Editing Update 2 – Where to Next? Letting the Story Tell Itself.
It’s time for an editing update! I officially finished my first manuscript (MS) edit last week! (Cue celebrations). With this in mind, I’ve been able to look back at my progress post-editor so far. This is where I’m at:
- About 120 notes on digital MS copy
- Several pages of notes in notebook
- Numerous physical MS notes that I’ve marked to come back to later.
All of this is great, but my real quandary is how exactly to start my next step. My editor identified several areas of weakness that could do with reworking, and at the moment, the second half of the MS works far better than the first – thankfully, I know why.

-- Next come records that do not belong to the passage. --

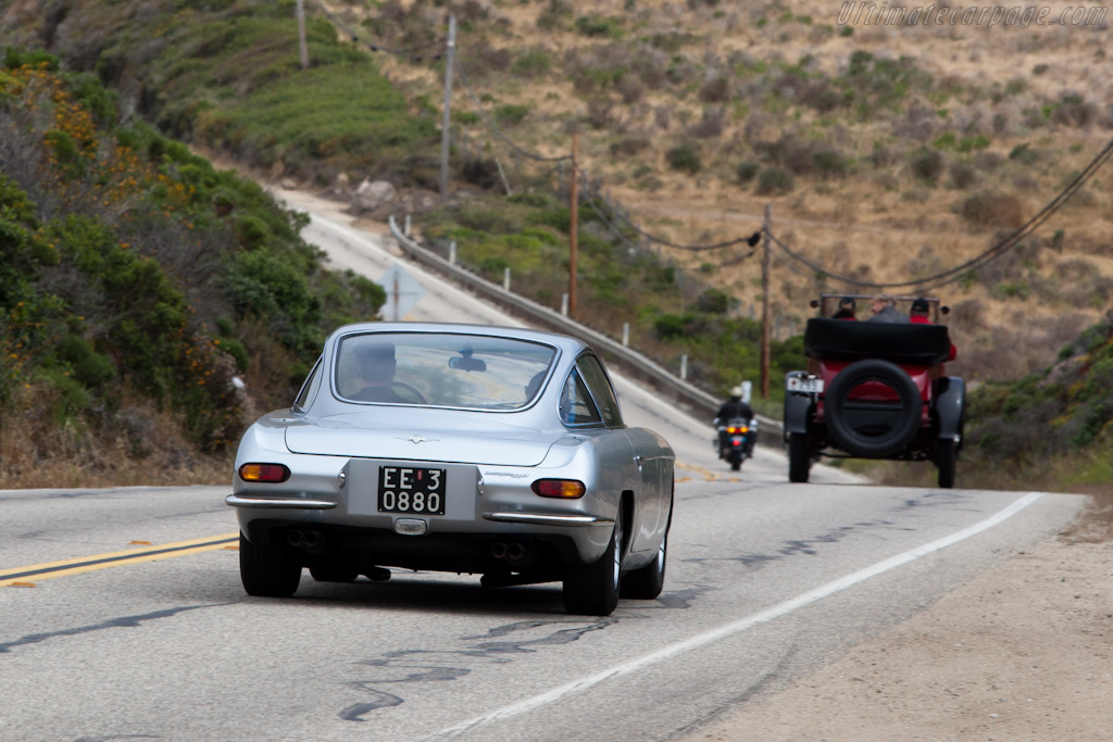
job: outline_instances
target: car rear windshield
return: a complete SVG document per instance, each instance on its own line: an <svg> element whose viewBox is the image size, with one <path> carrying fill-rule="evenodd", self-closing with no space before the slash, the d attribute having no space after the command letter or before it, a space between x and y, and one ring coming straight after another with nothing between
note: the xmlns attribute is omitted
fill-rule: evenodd
<svg viewBox="0 0 1113 742"><path fill-rule="evenodd" d="M341 340L335 384L349 402L520 409L555 357L550 345L504 337L365 333Z"/></svg>

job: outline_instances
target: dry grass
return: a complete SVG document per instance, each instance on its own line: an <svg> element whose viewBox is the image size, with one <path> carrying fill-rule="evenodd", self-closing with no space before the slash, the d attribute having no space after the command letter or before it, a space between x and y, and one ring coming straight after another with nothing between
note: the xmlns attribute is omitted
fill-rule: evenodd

You see, when I initially started writing this story, I thought it was about a more political story, and as a result, I had lots of lore and politics in the first half of the novel. But as the story grew, it changed – this is something most writers would agree with: stories have a mind of their own, and you have to give them the respect they deserve. If you try to steer a story in the wrong direction, it just won’t work.
I realised this about halfway through the story I was telling, and began to let the novel find its own way. This is why the second half flows so well – I stopped pausing to try and insert all my ideas and just told the tale. As a result, the seeds I was planting in the beginning of the story need to be pulled now, because they’re no longer relevant. Basically, the themes changed, and I now need to push the original ideas to the side and let the real story (the engaging story that I’ve grown to love) flourish.

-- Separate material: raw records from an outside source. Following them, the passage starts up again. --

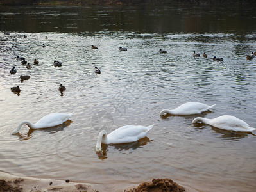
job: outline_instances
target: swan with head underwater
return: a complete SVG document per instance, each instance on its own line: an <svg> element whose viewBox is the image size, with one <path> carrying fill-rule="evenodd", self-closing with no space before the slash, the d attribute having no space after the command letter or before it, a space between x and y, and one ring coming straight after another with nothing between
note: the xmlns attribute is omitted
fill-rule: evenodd
<svg viewBox="0 0 256 192"><path fill-rule="evenodd" d="M138 141L146 136L148 132L154 125L148 127L142 125L125 125L107 134L106 131L102 130L98 137L95 148L96 152L101 150L101 143L121 144Z"/></svg>
<svg viewBox="0 0 256 192"><path fill-rule="evenodd" d="M208 106L198 102L189 102L182 104L173 110L167 109L163 109L160 112L160 116L162 116L164 114L179 115L200 114L207 111L214 106L215 104Z"/></svg>
<svg viewBox="0 0 256 192"><path fill-rule="evenodd" d="M201 122L221 129L237 132L251 132L256 128L250 127L243 120L231 115L222 115L212 119L197 117L193 120L192 124Z"/></svg>
<svg viewBox="0 0 256 192"><path fill-rule="evenodd" d="M68 114L64 113L53 113L48 114L47 115L42 117L35 124L28 120L22 121L12 132L12 134L18 133L21 126L24 124L26 124L28 127L30 127L30 128L35 129L48 128L60 125L62 123L67 121L73 113L74 112Z"/></svg>

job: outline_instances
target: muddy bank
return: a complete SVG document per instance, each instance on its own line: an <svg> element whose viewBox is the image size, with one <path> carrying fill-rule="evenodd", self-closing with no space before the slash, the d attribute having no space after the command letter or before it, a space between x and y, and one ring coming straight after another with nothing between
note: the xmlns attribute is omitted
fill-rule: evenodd
<svg viewBox="0 0 256 192"><path fill-rule="evenodd" d="M0 192L87 191L97 192L87 183L66 180L18 177L0 172Z"/></svg>
<svg viewBox="0 0 256 192"><path fill-rule="evenodd" d="M152 182L123 189L124 192L198 192L189 186L181 186L170 179L153 179ZM88 183L18 177L0 172L0 192L68 191L99 192L96 186ZM101 192L105 191L100 191Z"/></svg>

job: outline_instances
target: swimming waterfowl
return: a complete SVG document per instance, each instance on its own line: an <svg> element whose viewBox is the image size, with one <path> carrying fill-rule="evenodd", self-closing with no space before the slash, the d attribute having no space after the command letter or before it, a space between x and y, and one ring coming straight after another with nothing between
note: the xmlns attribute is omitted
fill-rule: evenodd
<svg viewBox="0 0 256 192"><path fill-rule="evenodd" d="M119 127L107 134L106 131L102 130L98 137L95 148L96 152L101 150L101 143L121 144L136 141L146 136L148 132L154 125L148 127L141 125L126 125Z"/></svg>
<svg viewBox="0 0 256 192"><path fill-rule="evenodd" d="M189 102L182 104L173 110L168 109L163 109L161 111L161 112L160 112L159 115L160 116L162 116L164 114L179 115L200 114L201 113L207 111L214 106L215 104L212 106L208 106L198 102Z"/></svg>
<svg viewBox="0 0 256 192"><path fill-rule="evenodd" d="M192 122L192 124L198 122L208 124L219 129L234 131L251 132L256 129L256 128L249 127L247 123L231 115L222 115L212 119L197 117Z"/></svg>
<svg viewBox="0 0 256 192"><path fill-rule="evenodd" d="M17 72L17 69L15 68L15 67L13 66L13 68L11 69L11 70L10 71L10 72L12 74L14 74Z"/></svg>
<svg viewBox="0 0 256 192"><path fill-rule="evenodd" d="M27 61L25 61L25 60L21 60L21 64L26 65L26 64L27 64Z"/></svg>
<svg viewBox="0 0 256 192"><path fill-rule="evenodd" d="M247 55L246 60L252 60L252 56L250 56L250 55Z"/></svg>
<svg viewBox="0 0 256 192"><path fill-rule="evenodd" d="M101 74L101 70L99 69L98 69L97 67L95 67L94 72L96 73L96 74Z"/></svg>
<svg viewBox="0 0 256 192"><path fill-rule="evenodd" d="M19 57L19 56L17 56L16 57L16 60L17 60L18 61L25 60L25 58Z"/></svg>
<svg viewBox="0 0 256 192"><path fill-rule="evenodd" d="M12 134L18 133L21 126L24 124L26 124L31 129L47 128L60 125L62 123L68 120L68 119L71 116L73 113L74 112L69 114L66 114L64 113L51 113L42 117L35 124L27 120L22 121L19 124L16 129L12 132Z"/></svg>
<svg viewBox="0 0 256 192"><path fill-rule="evenodd" d="M63 92L63 91L65 91L65 90L66 90L66 88L64 86L63 86L62 84L60 84L60 85L58 88L58 90L60 92Z"/></svg>
<svg viewBox="0 0 256 192"><path fill-rule="evenodd" d="M30 63L27 64L27 66L26 67L28 69L30 69L32 68L32 65L31 65Z"/></svg>
<svg viewBox="0 0 256 192"><path fill-rule="evenodd" d="M119 47L119 51L127 51L127 48L123 48L122 47Z"/></svg>
<svg viewBox="0 0 256 192"><path fill-rule="evenodd" d="M34 65L37 65L37 64L39 64L39 61L37 61L36 59L35 59L35 60L34 60Z"/></svg>
<svg viewBox="0 0 256 192"><path fill-rule="evenodd" d="M19 93L21 92L19 85L17 86L11 87L11 91L14 93Z"/></svg>
<svg viewBox="0 0 256 192"><path fill-rule="evenodd" d="M30 78L30 76L23 76L21 75L19 78L21 79L21 81L24 81L24 80L28 80L28 79Z"/></svg>
<svg viewBox="0 0 256 192"><path fill-rule="evenodd" d="M159 49L159 52L160 53L167 53L167 51L165 50L162 50L162 49Z"/></svg>
<svg viewBox="0 0 256 192"><path fill-rule="evenodd" d="M214 56L214 58L212 58L212 60L214 61L223 61L223 58L216 58L216 56Z"/></svg>
<svg viewBox="0 0 256 192"><path fill-rule="evenodd" d="M193 56L194 56L194 57L200 57L200 54L199 53L196 53L196 51L194 51Z"/></svg>
<svg viewBox="0 0 256 192"><path fill-rule="evenodd" d="M54 65L55 67L60 67L60 66L62 66L62 63L60 63L59 61L56 61L55 60L54 60L53 65Z"/></svg>

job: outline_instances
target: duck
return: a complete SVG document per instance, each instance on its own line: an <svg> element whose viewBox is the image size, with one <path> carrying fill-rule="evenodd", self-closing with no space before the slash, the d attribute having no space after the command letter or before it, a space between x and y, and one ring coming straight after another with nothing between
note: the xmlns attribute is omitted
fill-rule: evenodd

And that is, after all, what editing is. It’s a pruning process that’s painful, but allows the real truth of the story to shine. So from here on out I’m embarking on a process of uprooting, replanting, and pruning this manuscript. I know it’s for the best, and I’ll get there through a series of small steps rather than one big change.
My final thought is this: Without the support of my editor and my fellow writers (particularly Alex Fairhill & Cassandra Frances), I wouldn’t have gotten this far. I sent this manuscript off to be edited because I knew it needed work, but I didn’t know how to begin. Without the input of others, this story would have remained a confused mess. So if you’re a writer and find yourself stuck, I’d encourage you to get out there, join a writers group, and get involved in your local writing community – they’ll help you find a way forward.